Iranian politics are murky at the best of times. The country - whose 2,500-year monarchy was upended by Islamic fundamentalists in 1979 - has two leaders, but no political parties. Elections are ostensibly free, but 12 mullahs called the Council of Guardians have the power to veto any politician.
"Iranian politics are a mystery, even to the Iranians," sighs a Western diplomat in Tehran, the capital.
But with a presidential vote due May 23, Iran's political climate has become electrified by secret negotiations and backroom deals as seven candidates jockey for position. This election could have an impact on relations between the "Great Satan" West and Iran, whose role in Mideast peace is growing.
For the past year, the frontrunner to replace President Ali Akbar Rafsanjani has been parliamentary Speaker Ali Akbar Nateq-Nouri. Mr. Nateq-Nouri, a conservative cleric, is backed by Iran's powerful bazaari class of merchants.
But now an outsider has upset the odds. The campaign of Mohammed Khatemi, head of Iran's national library and doyen of the intellectual left, has jolted Nateq-Nouri from complacency.
"We're no longer so sure about Nateq-Nouri," says a newspaper editor in Tehran, who asked to remain anonymous. "His confidence is gone. He's just not talking like a president any more."
Mr. Khatemi, a former minister of culture and Islamic guidance, was fired by Mr. Rafsanjani in 1993 for his liberal tendencies. Khatemi favors an Islamic socialism that puts "social justice" before economic development.

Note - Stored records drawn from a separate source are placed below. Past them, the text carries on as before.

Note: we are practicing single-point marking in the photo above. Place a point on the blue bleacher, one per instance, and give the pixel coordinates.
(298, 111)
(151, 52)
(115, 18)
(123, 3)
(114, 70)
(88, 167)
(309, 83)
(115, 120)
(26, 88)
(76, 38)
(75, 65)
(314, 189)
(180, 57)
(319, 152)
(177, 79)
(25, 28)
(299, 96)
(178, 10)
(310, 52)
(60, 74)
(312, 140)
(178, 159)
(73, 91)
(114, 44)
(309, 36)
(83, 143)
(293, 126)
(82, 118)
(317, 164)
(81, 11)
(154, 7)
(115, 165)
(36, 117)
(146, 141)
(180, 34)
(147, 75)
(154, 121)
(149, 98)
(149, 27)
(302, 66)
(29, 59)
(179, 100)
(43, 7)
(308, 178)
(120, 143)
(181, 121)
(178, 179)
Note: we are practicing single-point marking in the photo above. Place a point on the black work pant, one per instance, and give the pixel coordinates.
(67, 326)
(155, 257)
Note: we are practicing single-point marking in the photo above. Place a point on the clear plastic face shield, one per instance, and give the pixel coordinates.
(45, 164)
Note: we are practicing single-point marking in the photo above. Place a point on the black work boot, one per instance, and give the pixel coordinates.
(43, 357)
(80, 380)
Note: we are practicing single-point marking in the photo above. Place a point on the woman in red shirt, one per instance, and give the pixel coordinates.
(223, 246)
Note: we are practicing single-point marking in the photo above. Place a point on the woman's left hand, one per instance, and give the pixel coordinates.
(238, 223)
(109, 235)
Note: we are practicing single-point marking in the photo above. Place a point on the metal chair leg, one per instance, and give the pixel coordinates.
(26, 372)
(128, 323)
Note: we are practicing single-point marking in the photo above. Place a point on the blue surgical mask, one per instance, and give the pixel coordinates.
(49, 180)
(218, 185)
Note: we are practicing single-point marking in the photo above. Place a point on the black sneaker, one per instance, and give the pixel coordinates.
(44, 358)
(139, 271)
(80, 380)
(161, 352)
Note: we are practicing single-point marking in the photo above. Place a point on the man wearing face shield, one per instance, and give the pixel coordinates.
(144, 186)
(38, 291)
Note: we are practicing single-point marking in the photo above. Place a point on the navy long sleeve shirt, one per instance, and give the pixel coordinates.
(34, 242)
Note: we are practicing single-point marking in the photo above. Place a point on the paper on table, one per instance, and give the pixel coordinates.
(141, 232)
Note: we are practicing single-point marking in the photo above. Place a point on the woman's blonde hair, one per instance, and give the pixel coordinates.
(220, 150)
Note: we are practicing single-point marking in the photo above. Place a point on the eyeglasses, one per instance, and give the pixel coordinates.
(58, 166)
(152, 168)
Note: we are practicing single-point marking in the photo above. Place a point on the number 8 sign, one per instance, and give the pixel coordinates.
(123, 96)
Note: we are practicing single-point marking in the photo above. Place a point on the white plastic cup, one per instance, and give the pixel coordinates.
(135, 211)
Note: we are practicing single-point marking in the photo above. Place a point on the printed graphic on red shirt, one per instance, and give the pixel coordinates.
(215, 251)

The success of his campaign so far has alarmed Iran's extreme right-wing politicians. "In an open vote, Nateq-Nouri could no longer be certain of beating Khatemi, so the way is clear for all sorts of deals," says the Western diplomat.

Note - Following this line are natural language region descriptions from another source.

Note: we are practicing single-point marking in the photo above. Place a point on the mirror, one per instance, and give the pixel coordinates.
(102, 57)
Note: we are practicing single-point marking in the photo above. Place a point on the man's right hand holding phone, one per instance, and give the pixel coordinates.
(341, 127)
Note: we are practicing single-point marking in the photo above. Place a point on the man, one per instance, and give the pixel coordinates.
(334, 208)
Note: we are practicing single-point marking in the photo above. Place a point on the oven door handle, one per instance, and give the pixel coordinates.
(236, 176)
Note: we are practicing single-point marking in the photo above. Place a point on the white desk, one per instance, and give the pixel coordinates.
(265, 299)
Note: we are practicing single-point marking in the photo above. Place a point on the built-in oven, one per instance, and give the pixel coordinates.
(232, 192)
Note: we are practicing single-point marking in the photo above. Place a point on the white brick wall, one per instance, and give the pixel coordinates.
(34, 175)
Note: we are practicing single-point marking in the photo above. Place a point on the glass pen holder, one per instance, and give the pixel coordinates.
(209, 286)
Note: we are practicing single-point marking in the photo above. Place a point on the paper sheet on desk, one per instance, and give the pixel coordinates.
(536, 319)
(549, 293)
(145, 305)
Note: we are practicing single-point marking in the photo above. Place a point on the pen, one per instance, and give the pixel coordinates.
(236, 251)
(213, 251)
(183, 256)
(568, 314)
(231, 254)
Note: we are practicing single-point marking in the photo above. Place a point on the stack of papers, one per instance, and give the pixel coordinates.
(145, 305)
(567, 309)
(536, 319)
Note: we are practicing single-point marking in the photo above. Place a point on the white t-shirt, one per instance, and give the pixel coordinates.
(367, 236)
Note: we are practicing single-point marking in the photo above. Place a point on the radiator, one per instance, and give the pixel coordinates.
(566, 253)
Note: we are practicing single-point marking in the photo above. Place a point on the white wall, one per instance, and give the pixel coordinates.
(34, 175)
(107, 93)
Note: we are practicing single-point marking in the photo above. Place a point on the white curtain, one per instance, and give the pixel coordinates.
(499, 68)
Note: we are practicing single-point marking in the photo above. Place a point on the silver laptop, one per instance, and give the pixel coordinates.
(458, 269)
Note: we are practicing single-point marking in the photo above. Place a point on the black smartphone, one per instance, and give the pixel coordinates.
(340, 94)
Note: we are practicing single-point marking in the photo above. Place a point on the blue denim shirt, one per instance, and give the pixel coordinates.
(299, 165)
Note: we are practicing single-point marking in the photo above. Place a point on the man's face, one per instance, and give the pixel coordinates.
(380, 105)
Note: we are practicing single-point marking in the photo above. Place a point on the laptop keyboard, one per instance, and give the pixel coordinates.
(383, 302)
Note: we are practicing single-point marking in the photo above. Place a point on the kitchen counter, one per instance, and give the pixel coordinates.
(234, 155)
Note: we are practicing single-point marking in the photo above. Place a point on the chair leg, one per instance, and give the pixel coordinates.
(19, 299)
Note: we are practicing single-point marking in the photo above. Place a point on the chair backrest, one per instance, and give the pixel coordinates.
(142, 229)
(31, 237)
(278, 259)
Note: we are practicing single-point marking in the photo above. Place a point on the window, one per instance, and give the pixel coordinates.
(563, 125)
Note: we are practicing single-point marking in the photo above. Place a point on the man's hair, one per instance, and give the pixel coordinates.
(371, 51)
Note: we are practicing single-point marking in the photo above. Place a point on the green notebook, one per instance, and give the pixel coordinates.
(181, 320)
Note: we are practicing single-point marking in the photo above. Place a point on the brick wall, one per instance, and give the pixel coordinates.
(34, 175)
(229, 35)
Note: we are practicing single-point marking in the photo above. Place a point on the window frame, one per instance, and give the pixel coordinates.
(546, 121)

Khatemi's campaign would be boosted by an endorsement from Rafsanjani. So far, this has not happened.
Government officials say Rafsanjani is tied up negotiating his own future. A wealthy pistachio farmer from southern Iran, Rafsanjani was elected president in 1989 after the Ayatollah Khomeini's death and won a second term in 1993. Barred by the Constitution from seeking a third consecutive term, Rafsanjani has admitted that he is angling for a new executive post in government.
Under Iran's unique system of government, overall power is shared between an elected, executive president and an unelected supreme leader who retains ultimate executive power, including the ability to dismiss the president. The current Supreme Leader, Ayatollah Ali Khamenei, was appointed when Ayatollah Khomeini died in 1989.
One possible option for Rafsanjani is becoming deputy to Khamenei. That would give Rafsanjani immense influence over the new president. "His aim is not simply to keep [hard-liner] Nateq-Nouri out of the presidency. Rafsanjani wants to make sure he stays around himself," says the Tehran editor.
Iranians are divided on Rafsanjani's chances of political survival. Although an adept tactician, his influence has eroded during his second term. Iranian analysts say conservative members of the ruling elite, led by Nateq-Nouri, chipped away at his economic reform program, reducing it to slogans.
Yet few Iranians believe that Rafsanjani will retire to his family's pistachio farms without a fight. "Rafsanjani and Khamenei go way back together, right back to theological school," says the editor. "They may have different agendas, but they have struck up a working relationship. I can't accept that Rafsanjani will simply turn his back on politics."
The only other serious contender for the presidency is Mohammed Reyshahri, a former intelligence minister and one of the most hard-line figures in Iranian politics. "Reyshahri is seen as the Prince of Darkness, even within the government," says another Western diplomat. "His political agenda is unsophisticated, and his panacea for the economy is to get rid of corruption. He would not do well in an open vote."
Iran's ruling clerics, who have the power to debar any prospective candidate, face a tough choice. The Islamic authorities want to protect their claim to represent an elected government; a low voter turnout would be an embarrassment.
"Nateq-Nouri is perceived as a safe pair of hands who can be trusted not to raise uncomfortable questions about reform," says the second diplomat, "but he is unpopular with the voters."
Khatemi, conversely, may rouse the voters, but he could introduce thorny questions of political liberalization. He has addressed workers' rights, women's rights, and the problems facing the young. If no contender wins an overall majority in the May poll, a second-round vote will take place in June. The political ground is still shifting; many deals are likely to be made and broken before the Council of Guardians releases its list of candidates this month.